There’s not necessarily any disgrace per se in being picked apart by a team stuffed full of top-notch quality.
But that’s no excuse for certain aspects of another Old Trafford defeat – Blues’ tenth straight there – and the heaviest loss of Alex McLeish’s reign all told.
There seemed a nagging sense watching what unfolded that Blues expected what they got.
You don’t normally associate them with a roll over and tickle my tummy mentality. But there were too many signs that suggested there was an inferiority complex.
Blues were passive, timid and got off to yet another awful start.
They could have been a goal down in 34 seconds at home to Villa, and in the first leg of the Carling Cup semi-final at West Ham United they were similarly uncertain and inhibited.
The return leg is on Wednesday and it’s such a massive match. It’s difficult to overstate how much it would mean to supporters for Blues to reach a major Wembley final after 55 years of failure trying.

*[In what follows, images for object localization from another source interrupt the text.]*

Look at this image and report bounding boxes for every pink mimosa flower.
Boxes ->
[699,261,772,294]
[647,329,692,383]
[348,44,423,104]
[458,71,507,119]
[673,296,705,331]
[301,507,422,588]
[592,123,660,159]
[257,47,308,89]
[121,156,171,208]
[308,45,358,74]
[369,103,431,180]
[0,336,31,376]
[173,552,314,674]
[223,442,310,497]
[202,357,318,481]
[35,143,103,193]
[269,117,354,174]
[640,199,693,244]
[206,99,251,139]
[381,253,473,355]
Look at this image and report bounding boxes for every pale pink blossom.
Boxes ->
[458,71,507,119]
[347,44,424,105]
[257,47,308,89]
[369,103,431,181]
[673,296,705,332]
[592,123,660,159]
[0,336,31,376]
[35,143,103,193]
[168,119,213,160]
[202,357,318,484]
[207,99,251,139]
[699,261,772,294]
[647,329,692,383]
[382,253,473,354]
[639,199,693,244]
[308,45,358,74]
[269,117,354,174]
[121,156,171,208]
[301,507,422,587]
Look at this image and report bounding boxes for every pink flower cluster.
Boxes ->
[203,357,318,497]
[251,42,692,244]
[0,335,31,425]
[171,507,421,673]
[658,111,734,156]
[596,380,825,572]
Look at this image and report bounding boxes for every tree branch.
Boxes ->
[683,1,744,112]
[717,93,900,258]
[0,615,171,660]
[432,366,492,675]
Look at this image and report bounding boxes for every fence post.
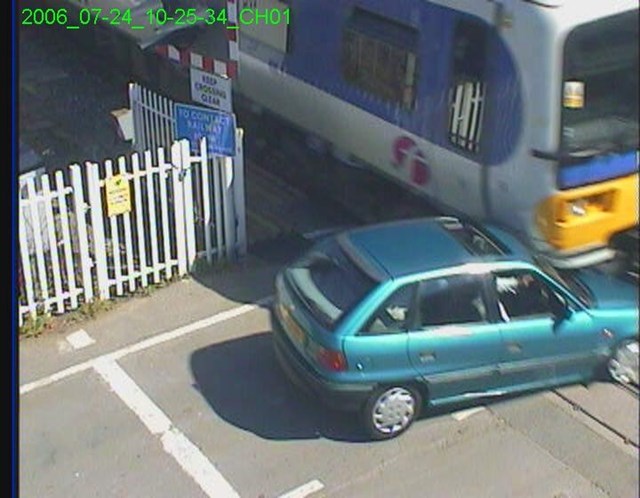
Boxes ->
[129,83,141,151]
[198,138,213,264]
[222,155,235,261]
[171,141,188,276]
[55,170,80,309]
[18,185,37,321]
[182,140,197,271]
[157,147,173,280]
[105,159,124,296]
[130,153,149,288]
[41,175,65,313]
[144,149,161,283]
[233,128,247,257]
[25,178,50,312]
[117,156,136,292]
[70,164,94,303]
[213,156,224,263]
[86,161,111,300]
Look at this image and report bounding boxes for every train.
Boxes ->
[36,0,640,268]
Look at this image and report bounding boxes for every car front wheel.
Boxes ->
[362,385,422,440]
[607,339,639,387]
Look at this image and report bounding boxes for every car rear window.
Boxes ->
[438,218,506,256]
[287,239,376,330]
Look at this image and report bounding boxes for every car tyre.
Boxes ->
[362,385,422,441]
[607,339,639,387]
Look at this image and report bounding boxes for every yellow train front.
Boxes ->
[528,2,638,267]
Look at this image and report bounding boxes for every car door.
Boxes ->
[406,273,503,404]
[341,284,418,385]
[491,269,602,391]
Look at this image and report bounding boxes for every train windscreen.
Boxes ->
[561,10,639,157]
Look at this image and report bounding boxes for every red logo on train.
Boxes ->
[392,136,430,186]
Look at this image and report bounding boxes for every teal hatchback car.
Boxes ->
[271,217,639,440]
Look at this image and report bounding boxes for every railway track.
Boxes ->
[616,381,640,399]
[552,384,639,449]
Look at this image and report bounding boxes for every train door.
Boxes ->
[428,16,491,220]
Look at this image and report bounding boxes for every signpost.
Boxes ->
[174,103,236,157]
[190,67,233,113]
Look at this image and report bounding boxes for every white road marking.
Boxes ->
[93,359,239,498]
[278,479,325,498]
[20,298,271,395]
[451,406,486,421]
[66,329,95,350]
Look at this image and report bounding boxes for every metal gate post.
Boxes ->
[233,128,247,257]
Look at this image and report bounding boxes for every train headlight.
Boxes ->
[569,199,587,217]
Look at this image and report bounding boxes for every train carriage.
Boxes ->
[235,0,639,267]
[38,0,639,267]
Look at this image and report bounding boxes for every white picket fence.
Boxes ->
[18,137,246,326]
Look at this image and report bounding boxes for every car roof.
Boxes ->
[344,217,531,278]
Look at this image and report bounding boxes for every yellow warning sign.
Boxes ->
[105,175,132,217]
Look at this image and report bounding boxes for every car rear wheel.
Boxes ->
[362,385,422,441]
[607,339,639,386]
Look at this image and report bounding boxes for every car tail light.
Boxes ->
[315,346,348,372]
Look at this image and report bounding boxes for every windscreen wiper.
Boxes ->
[532,143,636,162]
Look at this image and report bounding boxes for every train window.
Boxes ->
[341,8,419,109]
[448,19,488,154]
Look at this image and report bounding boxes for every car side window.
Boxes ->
[361,284,416,335]
[493,270,563,321]
[418,275,488,328]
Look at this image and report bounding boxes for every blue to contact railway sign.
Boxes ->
[174,103,236,157]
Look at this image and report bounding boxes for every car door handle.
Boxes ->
[506,342,522,354]
[419,351,436,363]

And then there’s the subsequent impact on the manager and team: the easing of pressure and up-lift the required result would bring.
It would be inconceivable to think that Blues don’t start with nothing but bristling aggression, that they don’t attempt to seize the initiative and not just let things happen around them.
And coming after a tumultuous week or so that has been marked by hostility and back-biting, transfer strife and financial concern, criticism of the board from the outside and McLeish from the outside and within – plus that lot over the road whacking out £18 million – goodness knows some kind of feelgood factor needs to return to St Andrew’s.
Blues paved the way for their own skewering on Saturday by an inability to defend a corner after 90 seconds.
Keith Fahey got too late to John O’Shea, who flicked on, and Dimitar Berbatov drifted off marker David Murphy to nod in.
Blues had their best spell of possession up to United’s second goal but, for all the ordered, neat passing, they didn’t hurt the opposition. They can circulate the ball all day, but if there’s no real thrust and nothing at the finish, what’s the point?
McLeish opted for Matt Derbyshire up front and Alexsandr Hleb and David Bentley wide in a five-man midfield. It was not a defensive formation as such, he didn’t want to simply block it up, but it didn’t work.